Packing for a trip like that can be quite a mission, but luckily for Gudauskas, he's been tinkering on a board design that he claims checks all the boxes for all-around performance. We got a chance to catch up with Gudauskas at his San Clemente home on the eve of his departure to take a peak in his coffin bag.
So what do we have here? What boards are you bringing to Africa?
Since this is mainly a contest trip, the main goal of the quiver is consistency, so I've got a bunch of brand new Fevers. I spent two and a half years designing that model with Mike Andrews [from Channel Islands] and it's pretty much all I ride for contests now. You can basically do the entire ‘QS with just this board because it's so good in small waves. I went for the round tail on a few, which I never do, but I though it might go well at Jeffrey's Bay or maybe Namibia. I like the round tails for point breaks and really good waves. I was basically imagining the round tail being perfect for pumping J-Bay, or maybe Ballito, if it gets anything like the year I won it—just 10-foot nuggets.
So these are exactly the same board, minus the tail, correct? Why is that the route you take when surfing contests?
Yeah, these are all about 5'10" x 18 ½" x 2 ¼" and meant to be exactly the same, although every board always comes out feeling slightly different. Contest quivers need to be consistent because you don't want to have to figure out unfamiliar boards in that arena. Basically, when I show up to an event, I know I'm going to be on a Fever, I know how it's going to feel, and I know how it will work in pretty much any wave. It makes it simple so you can just focus on surfing your best. But if I was going on a mainly freesurf trip, my quiver would be a different story—I'd bring some really creative surfboards. For contests, you want that consistency, though.
So the overall goal when building a contest quiver is to just remove the decision-making process as much as possible, right?

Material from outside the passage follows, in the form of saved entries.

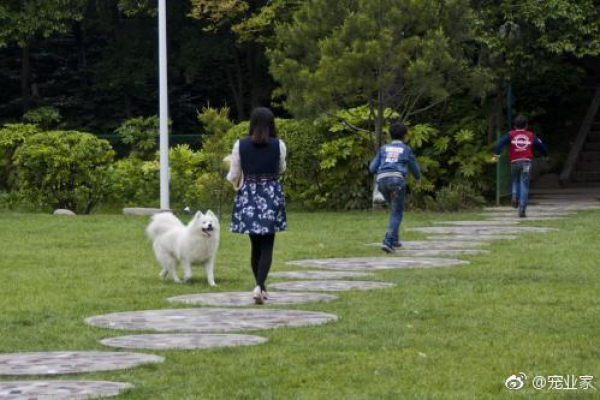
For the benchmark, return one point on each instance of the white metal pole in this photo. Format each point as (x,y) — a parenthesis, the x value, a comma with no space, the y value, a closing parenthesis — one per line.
(164,106)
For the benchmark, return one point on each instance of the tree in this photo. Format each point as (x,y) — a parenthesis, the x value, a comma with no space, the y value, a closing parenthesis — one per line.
(21,21)
(242,29)
(405,55)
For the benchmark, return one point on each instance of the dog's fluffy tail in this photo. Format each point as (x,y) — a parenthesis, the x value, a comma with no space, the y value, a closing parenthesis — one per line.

Yeah, the only thing you want to have to worry about is finding the best waves in the heat, and surfing them. You really try to not think. In the past, I'd show up to an event with a Proton, Rookie, Flyer, and Whip, and I'd sit on the beach and go, "That section would be really good for a Proton. But I could do an air on that other section with the Flyer, or I could carve that slow spot with the Rookie." You just end up overthinking it and kind of doubting your choices when you give yourself too many options in competitive surfing. That's where the Fever design came from, because we wanted to create one board that had everything in it. It's basically a Rookie and a Flyer put together. We lowered the rockers, put a single concave in it, kept the hip, and basically tried to bring all the best elements of those two designs together. It's super-fun to ride, and it works in so many different types of waves.
So as far as contest boards go, you think this one is a bit of a swiss-army knife?
Definitely for my style of surfing. It's funny because Tanner and Dane [Pat's brothers] have very different styles than me. Tanner is just so darn creative. He can ride anything, and it looks amazing. But for my style of surfing, which is kind of always going back and forth from pressure on my front foot to my back foot, I really enjoy a quick design with a sharp edge on it. This board feels like all my favorite CI boards over the last 10 years in one design. It's a lot of fun.